50
Tutila
—Sorprendente —fue el primer comentario que Muhammad escuchó de labios de Al Mundhir—. Realmente sorprendente. Me refiero al parecido físico que guardas con tu abuelo Mūsa.
—¿Lo conociste? —preguntó. La extrañeza ante aquella primera observación le hizo olvidar el tratamiento debido al príncipe heredero, pero ese primer error no pareció incomodarle.
—Acompañaba a mi padre en la aceifa que tuvo lugar tras la derrota de Monte Laturce. Entonces yo contaba dieciséis años y, afortunadamente, nadie reparaba en mí. Tuve ocasión de estar presente en la entrevista que ambos mantuvieron. Por desgracia, allí comenzó el declive en la trayectoria del gran Mūsa ibn Mūsa al servicio del emir.
—Apenas tuve ocasión de conocerlo. Era muy niño cuando abandoné la Marca junto a mi padre.

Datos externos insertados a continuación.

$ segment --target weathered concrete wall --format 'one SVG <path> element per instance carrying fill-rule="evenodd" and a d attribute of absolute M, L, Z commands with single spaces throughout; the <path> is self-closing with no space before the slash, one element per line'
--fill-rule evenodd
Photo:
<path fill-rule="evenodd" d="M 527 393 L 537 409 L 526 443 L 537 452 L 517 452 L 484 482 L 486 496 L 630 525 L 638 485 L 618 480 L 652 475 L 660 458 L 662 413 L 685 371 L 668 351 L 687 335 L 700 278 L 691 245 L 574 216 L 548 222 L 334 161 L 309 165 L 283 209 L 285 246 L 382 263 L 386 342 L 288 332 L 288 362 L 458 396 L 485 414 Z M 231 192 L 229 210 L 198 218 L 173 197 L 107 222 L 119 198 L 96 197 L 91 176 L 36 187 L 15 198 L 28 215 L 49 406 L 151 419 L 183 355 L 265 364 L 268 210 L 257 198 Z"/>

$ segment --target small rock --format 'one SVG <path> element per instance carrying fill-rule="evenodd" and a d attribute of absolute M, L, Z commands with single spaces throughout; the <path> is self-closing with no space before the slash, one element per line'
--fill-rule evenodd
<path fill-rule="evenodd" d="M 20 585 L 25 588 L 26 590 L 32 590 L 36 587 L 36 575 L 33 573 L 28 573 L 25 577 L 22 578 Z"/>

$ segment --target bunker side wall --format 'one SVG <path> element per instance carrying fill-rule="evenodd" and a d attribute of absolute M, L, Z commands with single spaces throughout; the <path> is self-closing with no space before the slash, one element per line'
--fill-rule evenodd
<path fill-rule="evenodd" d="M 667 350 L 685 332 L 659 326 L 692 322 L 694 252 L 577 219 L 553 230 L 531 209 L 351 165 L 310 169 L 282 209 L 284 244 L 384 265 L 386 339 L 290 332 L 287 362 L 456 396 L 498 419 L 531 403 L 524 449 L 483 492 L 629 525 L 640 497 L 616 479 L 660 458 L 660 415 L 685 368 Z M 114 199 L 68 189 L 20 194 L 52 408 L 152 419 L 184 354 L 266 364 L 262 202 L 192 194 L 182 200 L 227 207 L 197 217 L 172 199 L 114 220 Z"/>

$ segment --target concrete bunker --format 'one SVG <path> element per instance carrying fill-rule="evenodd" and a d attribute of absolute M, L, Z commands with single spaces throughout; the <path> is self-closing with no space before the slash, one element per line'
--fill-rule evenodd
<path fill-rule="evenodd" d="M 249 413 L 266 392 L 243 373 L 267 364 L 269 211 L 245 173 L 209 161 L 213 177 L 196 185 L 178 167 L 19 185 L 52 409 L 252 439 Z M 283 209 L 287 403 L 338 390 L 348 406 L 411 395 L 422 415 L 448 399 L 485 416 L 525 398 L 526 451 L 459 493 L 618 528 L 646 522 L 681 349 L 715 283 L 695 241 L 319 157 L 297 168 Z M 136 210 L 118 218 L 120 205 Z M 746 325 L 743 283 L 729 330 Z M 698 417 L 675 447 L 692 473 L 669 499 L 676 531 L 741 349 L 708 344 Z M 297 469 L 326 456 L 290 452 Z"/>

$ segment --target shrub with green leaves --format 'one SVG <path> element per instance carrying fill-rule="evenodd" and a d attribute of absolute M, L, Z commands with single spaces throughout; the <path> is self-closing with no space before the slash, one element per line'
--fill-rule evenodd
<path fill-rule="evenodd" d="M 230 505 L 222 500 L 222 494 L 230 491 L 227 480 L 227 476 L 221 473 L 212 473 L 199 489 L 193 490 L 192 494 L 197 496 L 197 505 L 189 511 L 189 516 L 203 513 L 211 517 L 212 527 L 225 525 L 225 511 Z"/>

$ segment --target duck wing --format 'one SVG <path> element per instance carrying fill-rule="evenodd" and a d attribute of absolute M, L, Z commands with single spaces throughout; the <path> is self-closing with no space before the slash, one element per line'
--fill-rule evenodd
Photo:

Y tenía diecisiete años en el momento de la muerte de mi abuelo.
—Tengo entendido que te criaste en la corte del rey Urdún, en las tierras de Yilliqiya.

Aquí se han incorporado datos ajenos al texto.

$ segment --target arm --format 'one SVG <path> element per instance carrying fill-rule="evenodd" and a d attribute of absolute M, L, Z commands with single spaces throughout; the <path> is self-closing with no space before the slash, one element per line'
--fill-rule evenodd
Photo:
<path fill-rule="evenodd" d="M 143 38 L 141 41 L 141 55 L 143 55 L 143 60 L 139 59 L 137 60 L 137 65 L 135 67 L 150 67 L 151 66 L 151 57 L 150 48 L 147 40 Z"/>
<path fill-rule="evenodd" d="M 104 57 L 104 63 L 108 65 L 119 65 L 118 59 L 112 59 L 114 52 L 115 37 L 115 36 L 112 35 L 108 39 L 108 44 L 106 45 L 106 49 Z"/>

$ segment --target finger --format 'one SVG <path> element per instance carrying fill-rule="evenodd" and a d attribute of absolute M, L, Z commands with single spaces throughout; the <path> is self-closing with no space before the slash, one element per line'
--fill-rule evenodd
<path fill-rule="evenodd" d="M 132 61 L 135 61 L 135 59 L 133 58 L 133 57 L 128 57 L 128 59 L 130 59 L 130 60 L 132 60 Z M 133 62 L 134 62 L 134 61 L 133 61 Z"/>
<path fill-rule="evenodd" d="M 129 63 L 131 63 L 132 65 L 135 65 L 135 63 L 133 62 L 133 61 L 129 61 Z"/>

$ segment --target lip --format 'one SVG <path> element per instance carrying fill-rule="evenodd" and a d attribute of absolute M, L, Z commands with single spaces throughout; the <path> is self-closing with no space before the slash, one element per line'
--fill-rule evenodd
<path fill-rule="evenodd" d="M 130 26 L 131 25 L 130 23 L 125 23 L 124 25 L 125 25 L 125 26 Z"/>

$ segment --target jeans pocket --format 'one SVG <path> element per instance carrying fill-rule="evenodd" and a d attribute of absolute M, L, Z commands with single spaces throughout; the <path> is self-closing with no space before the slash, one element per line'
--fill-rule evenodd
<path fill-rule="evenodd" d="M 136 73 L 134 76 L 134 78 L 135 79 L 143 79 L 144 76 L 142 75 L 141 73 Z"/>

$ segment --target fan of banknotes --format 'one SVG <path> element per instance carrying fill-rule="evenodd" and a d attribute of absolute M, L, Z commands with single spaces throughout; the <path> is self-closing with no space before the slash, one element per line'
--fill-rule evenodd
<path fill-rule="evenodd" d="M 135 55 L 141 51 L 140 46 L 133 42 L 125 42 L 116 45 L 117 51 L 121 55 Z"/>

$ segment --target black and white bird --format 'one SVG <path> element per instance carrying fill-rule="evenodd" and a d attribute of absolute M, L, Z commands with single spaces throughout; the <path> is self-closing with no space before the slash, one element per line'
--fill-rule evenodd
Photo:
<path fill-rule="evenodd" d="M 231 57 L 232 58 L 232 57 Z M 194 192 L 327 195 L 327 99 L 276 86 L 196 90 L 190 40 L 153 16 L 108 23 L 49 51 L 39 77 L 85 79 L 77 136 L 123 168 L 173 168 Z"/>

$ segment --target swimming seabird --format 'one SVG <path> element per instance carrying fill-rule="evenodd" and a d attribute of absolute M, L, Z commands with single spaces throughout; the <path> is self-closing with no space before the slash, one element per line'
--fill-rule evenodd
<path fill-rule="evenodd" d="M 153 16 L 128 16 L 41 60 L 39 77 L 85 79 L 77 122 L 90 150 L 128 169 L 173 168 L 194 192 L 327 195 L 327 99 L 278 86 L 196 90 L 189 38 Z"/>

—Así es… señor —vaciló—. Debéis perdonar mi torpeza, pero ignoro cuál es el tratamiento que debo daros.
—Puedes prescindir del tratamiento. Al fin y al cabo, tu familia y la mía han estado unidas por un tratado de clientela durante muchas generaciones —respondió con pretendido desinterés por el asunto—. Te preguntaba por tu relación con la corte yilliqiyun.
—Me trasladé allí con mi padre siendo un niño y, en efecto, conocí al rey Ordoño.

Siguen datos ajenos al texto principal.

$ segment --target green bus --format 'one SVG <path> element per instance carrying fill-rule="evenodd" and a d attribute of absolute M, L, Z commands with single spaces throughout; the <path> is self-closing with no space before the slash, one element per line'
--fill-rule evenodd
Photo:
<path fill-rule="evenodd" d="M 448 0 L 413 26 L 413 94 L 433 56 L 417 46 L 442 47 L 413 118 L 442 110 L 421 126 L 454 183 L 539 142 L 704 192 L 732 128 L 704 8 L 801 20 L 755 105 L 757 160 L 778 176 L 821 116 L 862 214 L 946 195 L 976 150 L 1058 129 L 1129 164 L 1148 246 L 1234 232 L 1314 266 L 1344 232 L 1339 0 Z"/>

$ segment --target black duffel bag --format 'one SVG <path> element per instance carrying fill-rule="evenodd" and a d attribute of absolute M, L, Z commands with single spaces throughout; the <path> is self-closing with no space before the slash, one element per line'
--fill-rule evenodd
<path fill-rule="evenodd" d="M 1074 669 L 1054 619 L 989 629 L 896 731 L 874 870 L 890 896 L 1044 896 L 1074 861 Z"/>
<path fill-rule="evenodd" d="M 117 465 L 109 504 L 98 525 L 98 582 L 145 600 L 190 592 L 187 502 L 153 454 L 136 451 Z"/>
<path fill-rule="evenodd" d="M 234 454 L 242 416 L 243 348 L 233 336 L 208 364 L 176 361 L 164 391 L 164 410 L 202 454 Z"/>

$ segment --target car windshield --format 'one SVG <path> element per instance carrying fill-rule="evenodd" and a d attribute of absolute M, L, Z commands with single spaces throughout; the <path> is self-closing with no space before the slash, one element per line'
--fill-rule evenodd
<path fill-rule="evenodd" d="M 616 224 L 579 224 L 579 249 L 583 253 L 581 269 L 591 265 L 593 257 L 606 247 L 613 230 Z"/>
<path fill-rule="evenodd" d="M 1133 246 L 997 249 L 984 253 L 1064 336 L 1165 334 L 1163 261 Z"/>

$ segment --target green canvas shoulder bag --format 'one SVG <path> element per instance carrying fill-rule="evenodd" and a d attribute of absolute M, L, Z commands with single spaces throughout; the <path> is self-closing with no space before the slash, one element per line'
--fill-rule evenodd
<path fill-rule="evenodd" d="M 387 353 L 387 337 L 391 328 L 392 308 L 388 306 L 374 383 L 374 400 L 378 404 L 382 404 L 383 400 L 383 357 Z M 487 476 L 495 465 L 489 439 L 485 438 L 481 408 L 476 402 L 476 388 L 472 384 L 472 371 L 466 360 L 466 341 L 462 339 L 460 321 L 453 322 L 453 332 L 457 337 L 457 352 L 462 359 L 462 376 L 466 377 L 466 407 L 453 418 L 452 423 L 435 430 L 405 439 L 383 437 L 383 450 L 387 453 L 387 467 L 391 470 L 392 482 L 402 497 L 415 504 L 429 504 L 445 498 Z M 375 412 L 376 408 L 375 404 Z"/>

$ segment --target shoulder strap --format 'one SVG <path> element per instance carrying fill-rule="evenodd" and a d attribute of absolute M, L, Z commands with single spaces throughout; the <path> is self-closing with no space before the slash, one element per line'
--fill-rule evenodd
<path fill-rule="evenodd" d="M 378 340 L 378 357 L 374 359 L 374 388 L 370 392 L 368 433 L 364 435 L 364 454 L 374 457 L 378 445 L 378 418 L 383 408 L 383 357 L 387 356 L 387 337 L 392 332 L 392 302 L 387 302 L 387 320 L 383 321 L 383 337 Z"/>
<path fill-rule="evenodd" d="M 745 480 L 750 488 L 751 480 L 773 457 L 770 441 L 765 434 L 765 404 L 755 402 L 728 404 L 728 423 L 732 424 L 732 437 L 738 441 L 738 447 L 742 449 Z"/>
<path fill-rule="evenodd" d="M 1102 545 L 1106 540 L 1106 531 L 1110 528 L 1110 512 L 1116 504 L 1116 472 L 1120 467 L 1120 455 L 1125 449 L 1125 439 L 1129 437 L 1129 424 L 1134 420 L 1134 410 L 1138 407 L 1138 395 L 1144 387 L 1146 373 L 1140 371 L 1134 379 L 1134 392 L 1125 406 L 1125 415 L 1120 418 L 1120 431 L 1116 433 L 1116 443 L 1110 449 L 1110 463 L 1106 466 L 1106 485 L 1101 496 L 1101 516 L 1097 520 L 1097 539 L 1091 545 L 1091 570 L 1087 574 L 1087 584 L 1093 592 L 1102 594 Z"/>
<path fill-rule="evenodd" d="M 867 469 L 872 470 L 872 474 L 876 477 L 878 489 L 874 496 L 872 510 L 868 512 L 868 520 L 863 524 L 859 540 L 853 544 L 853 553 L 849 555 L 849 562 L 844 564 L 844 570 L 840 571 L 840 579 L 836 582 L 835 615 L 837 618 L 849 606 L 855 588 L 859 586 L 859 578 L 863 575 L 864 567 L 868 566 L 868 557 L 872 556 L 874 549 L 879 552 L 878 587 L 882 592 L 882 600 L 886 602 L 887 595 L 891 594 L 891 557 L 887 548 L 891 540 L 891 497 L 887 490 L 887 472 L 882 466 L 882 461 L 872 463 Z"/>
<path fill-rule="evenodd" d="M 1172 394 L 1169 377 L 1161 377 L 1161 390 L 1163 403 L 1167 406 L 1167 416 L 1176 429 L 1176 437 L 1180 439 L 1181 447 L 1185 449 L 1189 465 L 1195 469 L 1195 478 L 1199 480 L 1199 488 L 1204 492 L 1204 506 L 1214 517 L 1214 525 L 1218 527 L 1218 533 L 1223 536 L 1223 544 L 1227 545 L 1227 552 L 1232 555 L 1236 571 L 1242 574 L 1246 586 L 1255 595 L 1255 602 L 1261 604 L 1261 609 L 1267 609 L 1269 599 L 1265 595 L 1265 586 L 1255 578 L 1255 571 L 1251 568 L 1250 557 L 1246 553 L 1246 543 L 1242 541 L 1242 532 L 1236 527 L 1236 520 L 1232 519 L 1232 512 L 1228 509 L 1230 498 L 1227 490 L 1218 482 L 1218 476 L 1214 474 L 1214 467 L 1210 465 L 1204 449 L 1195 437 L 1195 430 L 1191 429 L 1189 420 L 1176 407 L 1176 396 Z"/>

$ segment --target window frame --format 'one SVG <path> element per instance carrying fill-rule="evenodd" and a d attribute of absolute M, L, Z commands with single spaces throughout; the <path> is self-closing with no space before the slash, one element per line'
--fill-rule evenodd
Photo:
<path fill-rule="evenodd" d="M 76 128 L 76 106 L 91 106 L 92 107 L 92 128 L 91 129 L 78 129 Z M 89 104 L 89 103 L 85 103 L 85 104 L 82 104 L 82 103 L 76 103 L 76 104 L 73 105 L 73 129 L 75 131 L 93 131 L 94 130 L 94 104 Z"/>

—Y tengo entendido que llegaste a entablar una buena relación con su hijo, el actual rey Alfuns —intervino Haxim, que hasta entonces se había mantenido en silencio.
—Prácticamente nos criamos juntos y llegamos a cultivar una buena amistad, es cierto.
—Una amistad que aún se mantiene, ¿es así? —insistió.
—Así ha sido hasta ahora, aunque…
—Hasta el punto de confiarte la educación y el entrenamiento de uno de sus hijos —interrumpió de nuevo el hayib.
Muhammad comprendió entonces adónde quería ir a parar aquel hombre, y sintió que un escalofrío le recorría la espalda.
—Ese encargo ha tocado a su fin. El joven Ordoño, Urdún para nosotros, se encuentra ya camino de Yilliqiya.
—No eran ésas mis noticias…
—Comprended que algunas cosas haya que hacerlas con cierta discreción. En los últimos tiempos el muchacho ha despertado… demasiado interés.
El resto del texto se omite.